Dinnerladies is a BBC sitcom written by and starring Victoria Wood that chronicles the antics of a group of workers in a canteen in the north of England. Bren tries to maintain a semblance of order in amongst the chaos, while dealing with the canteen supervisor, slightly sex-obsessed cancer sufferer Tony. Dolly and Jean are the bickering menopausal older women, always at odds but best friends beneath it all. Then there's thick-as-two-short-planks Anita, and the terminally uninterested Twinkle, more concerned with having a good time than anything else. Making up the motley crew are military man handyman Stan, all rules and regulations, and ditzy Philippa, who never seems to get anything right.
This show was a big hit in England, and rightly so, but I don’t know if it even crossed over here to the U.S. It is a gentle series, following a group of coworkers who genuinely like each other and spend the day dealing with little problems and commenting (gossiping) on life.
Four members of the cast I know well from Coronation Street, which I loved until it turned into a violent, scandal-obsessed version of itself in the late 90s. It was great to see Anne Read and Thelma Barlow again after they left Corrie. I read that many more actors and actresses from the Street played on this show, so I will have to look for them when I watch it again.
Lead actress Victoria Wood also wrote it. It is well-written and features a wonderful ensemble cast. Ms. Wood ended the show after two seasons, apparently, because she worried about the quality slipping. If only more shows did that.

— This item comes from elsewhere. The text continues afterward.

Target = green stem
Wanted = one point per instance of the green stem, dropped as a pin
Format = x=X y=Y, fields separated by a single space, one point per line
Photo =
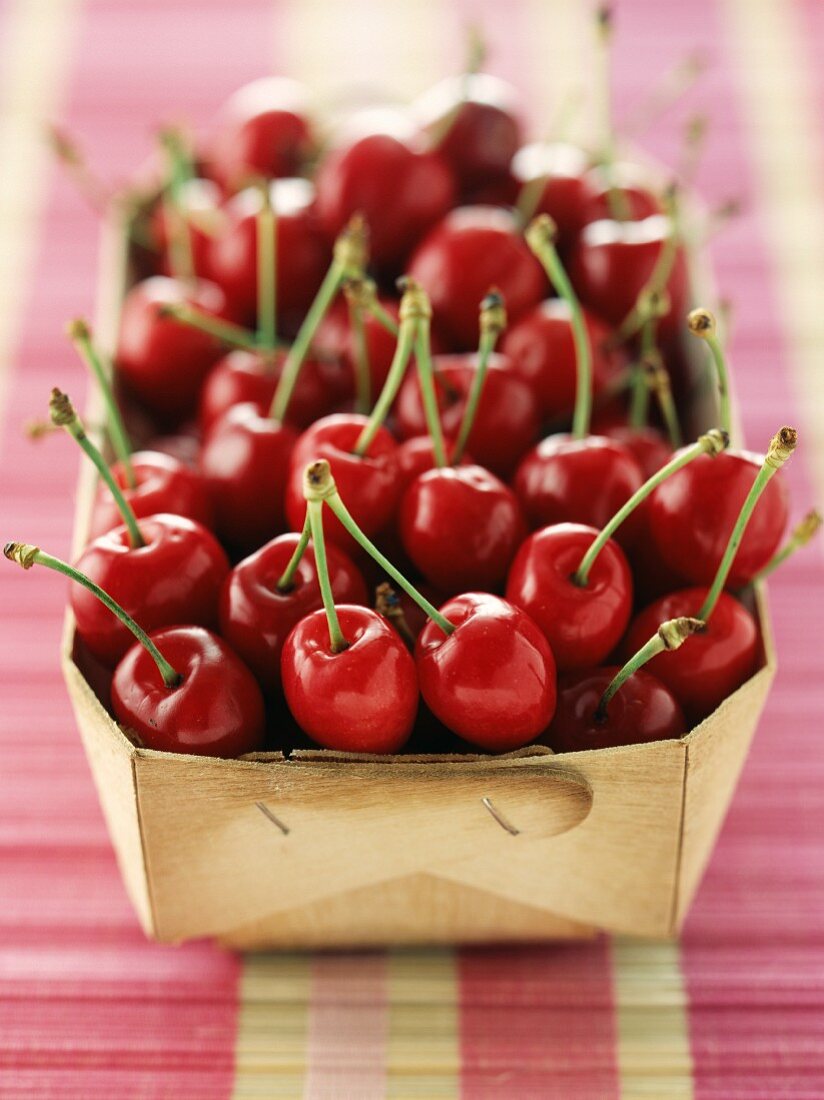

Set in the canteen of a factory in Manchester, these two BBC series follow the day-to-day antics of it's workers. Writer and star Victoria Wood has assembled a formidable array of character actors to portray an eclectic mix of characters to ensure that there are a plethora of daft scenarios to explore across the sixteen episodes. Everyone works for the cancer-suffering "Tony" (Andrew Dunn) who has a bit of a crush on supervisor "Brenda" (Wood). Then there are best pals "Dolly" (Thelma Barlow) and "Jean" (Anne Reid); dander-wielding handyman "Stan" (Duncan Preston) and then the two youngsters - the glass half empty "Twinkle" (Maxine Peake) and the not-so-bright "Anita" (Shobna Gulati). Each episode tends to give one of those their moment in the sun, but it's the collegiate nature of the comedy that really works here. There are loads of barbed remarks, the men hopelessly outnumbered, outgunned and outwitted by these women who think nothing of discussing their most intimate problems across the shepherd's pie. The dialogue is distinctly grown up, with plenty of references to pelvic floors, buns of lard and even vulcanised rubber. Julie Walters rekindles her successful relationship with Wood as her caravan-living mother "Petula" as does Celia Imrie as the hapless but well meaning HR officer "Philippa" and both add enormously to the observationally witty richness of this drama that uses the team and the setting as a perfect conduit for some stories that probably touch most of us. It's the dynamic between Barlow and Reid that works best with me - especially when they are taking hips and germicidal hand cream, but just about everyone has the ammunition to make you smile more often than not. If I am honest, I preferred the first season where the humour was grittier and more entertaining. The second series turned in on itself a little with too much emphasis on their romances, but taken together this is great example of a well written and professionally executed sitcom series that mixes some expert comedy timing, some stereotypical ribbing and generally lots of fun amongst appliances that spit fat.